In the end, U.S. elites always came back to the same foundation stone of American exceptionalism: should there be any Axis supremacy in Europe and Asia, the U.S. manifest destiny of defining the path ahead for world history would be denied.
As Walter Lippmann succinctly – and memorably – put it: “Ours is the new order. It was to found this order and to develop it that our forefathers came here. In this order we exist. Only in this order can we live”.
That would set up the pattern for the subsequent 80 years. Roosevelt, only a few days after he was elected for a third term, stated it was the United States that “truly and fundamentally…was a new order”.

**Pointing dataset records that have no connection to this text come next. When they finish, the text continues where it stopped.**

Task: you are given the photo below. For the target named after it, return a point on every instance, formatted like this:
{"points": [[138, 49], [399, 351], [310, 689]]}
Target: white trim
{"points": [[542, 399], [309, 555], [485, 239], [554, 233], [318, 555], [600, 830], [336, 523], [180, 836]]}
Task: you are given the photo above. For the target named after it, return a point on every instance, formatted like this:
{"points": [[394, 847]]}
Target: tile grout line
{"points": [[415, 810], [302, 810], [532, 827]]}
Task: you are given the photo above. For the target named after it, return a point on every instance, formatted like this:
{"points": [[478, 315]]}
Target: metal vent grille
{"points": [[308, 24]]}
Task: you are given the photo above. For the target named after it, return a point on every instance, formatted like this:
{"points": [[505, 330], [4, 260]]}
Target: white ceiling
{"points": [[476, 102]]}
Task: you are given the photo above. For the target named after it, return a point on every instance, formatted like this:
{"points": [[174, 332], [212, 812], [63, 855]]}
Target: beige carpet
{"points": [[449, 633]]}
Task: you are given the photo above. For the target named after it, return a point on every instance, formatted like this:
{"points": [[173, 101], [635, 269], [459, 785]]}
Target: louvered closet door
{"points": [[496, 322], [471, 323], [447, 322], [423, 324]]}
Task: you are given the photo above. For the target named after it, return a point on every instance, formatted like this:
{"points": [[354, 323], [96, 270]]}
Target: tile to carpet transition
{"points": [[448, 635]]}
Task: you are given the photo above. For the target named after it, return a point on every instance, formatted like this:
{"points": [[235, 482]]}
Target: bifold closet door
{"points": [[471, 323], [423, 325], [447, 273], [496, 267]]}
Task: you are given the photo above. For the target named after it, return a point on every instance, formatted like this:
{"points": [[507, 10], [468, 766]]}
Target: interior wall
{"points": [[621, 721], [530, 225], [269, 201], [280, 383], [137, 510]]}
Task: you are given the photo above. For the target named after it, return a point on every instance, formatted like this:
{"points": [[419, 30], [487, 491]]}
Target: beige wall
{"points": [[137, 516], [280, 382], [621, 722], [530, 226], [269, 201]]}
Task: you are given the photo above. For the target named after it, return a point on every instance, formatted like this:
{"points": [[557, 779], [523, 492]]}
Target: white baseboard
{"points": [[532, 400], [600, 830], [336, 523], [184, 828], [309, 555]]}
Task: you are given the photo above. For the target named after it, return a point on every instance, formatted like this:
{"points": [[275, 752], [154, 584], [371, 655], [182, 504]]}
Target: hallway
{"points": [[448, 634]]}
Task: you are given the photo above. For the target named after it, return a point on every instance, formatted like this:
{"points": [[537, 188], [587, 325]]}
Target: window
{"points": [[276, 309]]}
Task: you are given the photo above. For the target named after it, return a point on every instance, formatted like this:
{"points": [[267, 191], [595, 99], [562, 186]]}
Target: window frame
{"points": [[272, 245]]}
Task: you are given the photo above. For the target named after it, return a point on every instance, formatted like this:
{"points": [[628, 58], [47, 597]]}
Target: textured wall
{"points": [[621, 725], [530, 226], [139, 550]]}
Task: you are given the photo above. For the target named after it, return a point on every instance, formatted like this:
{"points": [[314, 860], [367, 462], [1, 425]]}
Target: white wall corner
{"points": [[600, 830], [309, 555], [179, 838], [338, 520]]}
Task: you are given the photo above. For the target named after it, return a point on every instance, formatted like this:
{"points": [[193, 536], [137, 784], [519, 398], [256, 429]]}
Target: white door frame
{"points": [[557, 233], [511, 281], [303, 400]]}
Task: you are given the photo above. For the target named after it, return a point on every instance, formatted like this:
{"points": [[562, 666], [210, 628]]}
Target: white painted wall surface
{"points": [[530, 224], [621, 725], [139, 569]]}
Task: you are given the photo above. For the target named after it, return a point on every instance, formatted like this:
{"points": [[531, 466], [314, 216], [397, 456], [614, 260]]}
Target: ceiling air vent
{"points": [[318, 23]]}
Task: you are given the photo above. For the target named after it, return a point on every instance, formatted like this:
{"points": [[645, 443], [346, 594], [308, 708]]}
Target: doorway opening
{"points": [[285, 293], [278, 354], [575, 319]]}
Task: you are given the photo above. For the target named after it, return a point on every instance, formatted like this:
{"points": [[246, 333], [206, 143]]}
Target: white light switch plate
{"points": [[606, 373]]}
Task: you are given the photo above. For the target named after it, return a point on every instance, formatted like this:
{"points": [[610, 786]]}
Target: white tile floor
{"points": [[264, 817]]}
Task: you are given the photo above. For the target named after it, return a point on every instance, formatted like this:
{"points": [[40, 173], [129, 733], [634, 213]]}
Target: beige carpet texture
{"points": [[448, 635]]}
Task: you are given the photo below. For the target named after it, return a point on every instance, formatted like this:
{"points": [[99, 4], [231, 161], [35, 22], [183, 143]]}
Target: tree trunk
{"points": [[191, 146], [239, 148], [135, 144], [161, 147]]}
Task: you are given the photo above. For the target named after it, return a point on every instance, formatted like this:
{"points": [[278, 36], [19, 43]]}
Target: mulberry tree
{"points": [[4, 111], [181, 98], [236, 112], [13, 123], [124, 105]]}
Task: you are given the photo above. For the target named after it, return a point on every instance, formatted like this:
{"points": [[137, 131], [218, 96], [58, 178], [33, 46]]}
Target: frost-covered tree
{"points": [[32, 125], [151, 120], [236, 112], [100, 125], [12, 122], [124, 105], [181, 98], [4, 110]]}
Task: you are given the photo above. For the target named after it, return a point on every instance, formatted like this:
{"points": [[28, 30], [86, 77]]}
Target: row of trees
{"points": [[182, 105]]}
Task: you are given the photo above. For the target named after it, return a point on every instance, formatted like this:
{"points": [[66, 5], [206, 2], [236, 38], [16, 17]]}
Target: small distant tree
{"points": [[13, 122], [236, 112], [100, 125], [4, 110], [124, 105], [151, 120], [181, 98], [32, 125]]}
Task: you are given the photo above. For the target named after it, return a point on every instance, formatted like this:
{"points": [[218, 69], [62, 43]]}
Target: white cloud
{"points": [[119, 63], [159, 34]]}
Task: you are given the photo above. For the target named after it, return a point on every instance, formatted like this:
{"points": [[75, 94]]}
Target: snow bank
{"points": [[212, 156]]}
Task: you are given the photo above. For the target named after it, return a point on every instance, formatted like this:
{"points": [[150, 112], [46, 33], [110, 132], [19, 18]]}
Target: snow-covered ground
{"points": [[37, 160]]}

It’s chilling to be reminded that 30 years ago, even before unleashing the first Shock and Awe over Iraq, Papa Bush defined it as the crucible of a “new world order” (incidentally, the speech was delivered exactly 11 years before 9/11).
Henry Kissinger has been marketing “world order” for six decades. The number one U.S foreign policy mantra is “rules-based international order”: rules, of course, set unilaterally by the Hegemon at the end of WWII.
American Century redux
What came out of the 1940 policy planning orgy was encapsulated by a succinct mantra featured in the legendary February 17, 1941 essay in Life magazine by publishing mogul Henry Luce: “American Century”.
Only six months earlier planners were at best satisfied with a hemispheric role in an Axis-led world future. Now they went winner takes all: “complete opportunity of leadership”, in Luce’s words. In early 1941, months before Pearl Harbor, the American Century went mainstream – and never left.
That sealed the primacy of Power Politics. If American interests were global, so should be American political and military power.
Luce even used Third Reich terminology: “Tyrannies may require a large amount of living space. But Freedom requires and will require far greater living space than Tyranny.” Unlike Hitler’s, the unbounded ambition of American elites prevailed.
Until now. It looks and feels like the empire is entering a James Cagney Made it, Ma. Top of the World! moment – rotting from within, 9/11 merging into 1/6 in a war against “domestic terrorism” – while still nurturing toxic dreams of imposing uncontested global “leadership”.